The 8–0 decision rules that disabled children have rights to sue schools over violations against the Americans With Disabilities Act.
By David M. Perry
The spiral staircase at the United States Supreme Court in Washington, D.C. (Photo: Roman Boed/Flickr)
Wonder the Goldendoodle was the Supreme Court plaintiff of 2016 most likely to deserve a scratch behind the ears, especially since the Supreme Court just ruled 8–0 in his — or really his owner’s — favor. Thanks to a favorable decision in Fry v. Napoleon Community Schools, children with disabilities and their caregivers will now be able to sue schools when they believe their rights civil rights have been violated. This doesn’t affect only those who depend on service dogs, but arguably also cases involving life-threatening and abusive practices of restraint and seclusion. Better yet, it bodes well for an even more significant case before the court, about the fundamental basics of educational quality for disabled children in America.
In 2009, the Fry family raised over $13,000 to provide a service dog to their daughter Ehlena, who has cerebral palsy. The dog performed many functions, including picking up objects, but also offered companionship and emotional support. Unfortunately for the Frys, Ehlena’s school argued that, because they were already providing a human aide, they didn’t have to let the dog in, and cited allergies and phobias. A bitter arbitration process followed, and eventually the Department of Education ruled for the Fry family. But the Frys were worried about resentment from school officials, so instead moved their daughter to a new school and sued for damages.
When a person with disabilities encounters alleged discrimination, it doesn’t matter whether it takes place in a school. Under the Americans With Disabilities Act, the disabled person can sue.
In response, the school’s lawyers cited clauses in the Individuals With Disabilities Education Act (IDEA) requiring people to “exhaust all IDEA administrative procedures before they are allowed to sue over access to education.” But is this really about the Free Appropriate Public Education mandated by law, which clearly has to run through IDEA, or is the school quite simply discriminating against Ehlena and Wonder? That was the decision before the Supreme Court, and the justices unanimously agreed with the Fry family’s attorneys. When a person with disabilities encounters alleged discrimination, it doesn’t matter whether it takes place in a school. Under the Americans With Disabilities Act, the disabled person can sue.
According to Sam Bagenstos, lead attorney for the Fry family, the case will have implications for other children and young adults. “This is important because it means that kids with disabilities can assert their rights without having unnecessary hurdles thrown in their way,” says Bagenstos, who has been litigating disability rights cases for 20 years, worked for the Department of Justice under President Barack Obama, and is now a professor at the University of Michigan law school. “It’s hard enough to go to court and enforce these rights without access hurdles.” Bagenstos adds that the decision might well apply to even more serious cases, saying that he reads the “logic of the decision” as applying to, “issues like abuse, seclusion, restraint, or other issues where you have a civil rights claim that’s really very separate from education quality.” As I’ve reported for Pacific Standard, disabled children frequently experience both systematic abuse and unjust criminalization in American schools. Fry v. Napoleon may allow plaintiffs in such terrible cases to avoid any attempt to use IDEA to block lawsuits.

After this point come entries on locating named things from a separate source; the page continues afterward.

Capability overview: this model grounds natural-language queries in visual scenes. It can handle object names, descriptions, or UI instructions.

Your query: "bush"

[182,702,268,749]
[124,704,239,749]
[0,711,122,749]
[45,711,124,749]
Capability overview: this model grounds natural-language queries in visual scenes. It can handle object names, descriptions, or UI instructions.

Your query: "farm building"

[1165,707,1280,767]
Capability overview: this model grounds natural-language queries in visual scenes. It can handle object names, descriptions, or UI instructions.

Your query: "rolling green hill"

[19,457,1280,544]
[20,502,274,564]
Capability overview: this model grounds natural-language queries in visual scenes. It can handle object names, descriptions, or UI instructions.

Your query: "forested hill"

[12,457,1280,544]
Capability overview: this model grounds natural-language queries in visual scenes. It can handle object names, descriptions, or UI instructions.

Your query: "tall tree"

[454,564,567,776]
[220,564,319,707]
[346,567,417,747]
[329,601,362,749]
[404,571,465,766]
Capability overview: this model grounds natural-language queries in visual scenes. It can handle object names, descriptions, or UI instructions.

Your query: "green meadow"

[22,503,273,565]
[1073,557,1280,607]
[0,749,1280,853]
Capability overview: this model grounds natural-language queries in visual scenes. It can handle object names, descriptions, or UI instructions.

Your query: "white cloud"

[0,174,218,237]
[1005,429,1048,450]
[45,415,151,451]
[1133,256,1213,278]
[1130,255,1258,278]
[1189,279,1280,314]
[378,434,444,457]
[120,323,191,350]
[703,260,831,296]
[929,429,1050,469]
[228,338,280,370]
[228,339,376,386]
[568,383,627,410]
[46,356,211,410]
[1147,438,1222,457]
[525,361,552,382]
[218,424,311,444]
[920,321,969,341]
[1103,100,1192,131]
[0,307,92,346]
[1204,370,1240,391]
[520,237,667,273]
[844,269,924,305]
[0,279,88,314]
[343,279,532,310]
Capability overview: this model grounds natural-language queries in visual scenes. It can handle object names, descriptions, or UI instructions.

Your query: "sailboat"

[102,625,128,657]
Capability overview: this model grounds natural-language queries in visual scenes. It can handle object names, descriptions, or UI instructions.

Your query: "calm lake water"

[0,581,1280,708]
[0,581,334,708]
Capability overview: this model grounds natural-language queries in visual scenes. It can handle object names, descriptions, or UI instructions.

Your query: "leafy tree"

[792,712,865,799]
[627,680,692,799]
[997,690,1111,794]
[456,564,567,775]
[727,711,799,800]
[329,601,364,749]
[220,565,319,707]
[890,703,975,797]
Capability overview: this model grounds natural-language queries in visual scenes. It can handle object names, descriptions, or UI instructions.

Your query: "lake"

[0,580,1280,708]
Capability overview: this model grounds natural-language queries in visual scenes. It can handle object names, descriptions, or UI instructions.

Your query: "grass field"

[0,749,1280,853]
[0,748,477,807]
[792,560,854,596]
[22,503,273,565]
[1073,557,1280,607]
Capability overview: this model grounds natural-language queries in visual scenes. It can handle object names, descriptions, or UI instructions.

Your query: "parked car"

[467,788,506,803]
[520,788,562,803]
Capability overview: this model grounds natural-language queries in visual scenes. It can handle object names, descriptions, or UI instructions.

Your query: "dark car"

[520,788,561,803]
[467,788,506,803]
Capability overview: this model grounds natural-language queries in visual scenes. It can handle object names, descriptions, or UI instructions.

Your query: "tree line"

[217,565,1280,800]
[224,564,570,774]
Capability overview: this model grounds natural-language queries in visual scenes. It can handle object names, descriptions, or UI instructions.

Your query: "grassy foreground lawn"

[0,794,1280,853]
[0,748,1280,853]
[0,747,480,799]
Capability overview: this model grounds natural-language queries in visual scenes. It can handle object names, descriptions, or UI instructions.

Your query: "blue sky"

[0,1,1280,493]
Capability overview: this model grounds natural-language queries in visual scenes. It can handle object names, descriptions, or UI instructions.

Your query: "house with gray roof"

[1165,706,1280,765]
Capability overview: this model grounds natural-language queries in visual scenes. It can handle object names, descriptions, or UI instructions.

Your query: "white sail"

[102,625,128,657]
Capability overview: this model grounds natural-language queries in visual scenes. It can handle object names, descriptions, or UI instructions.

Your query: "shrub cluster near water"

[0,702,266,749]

Finally, Fry v. Napoleon is the first of two decisions expected to come down soon with implications for disability rights in schools. Endrew F. v. Douglas County goes right to the heart of disability and education, asking whether the law mandates significant or minimal levels of learning. It’s possible that, within a few weeks or months, the court will mandate that schools do much more to improve the quality of the Free Appropriate Public Education.
Predicting the Supreme Court is never certain, but the language about IDEA within Justice Elena Kagan’s decision suggests strong support for its educational mandates, even as the justices decided they didn’t apply to the Goldendoodle.
Wonder is now long since retired and Ehlena is happily at a more inclusive school. The Supreme Court’s work defending, and maybe even expanding, disability rights in American education this spring could just be getting started.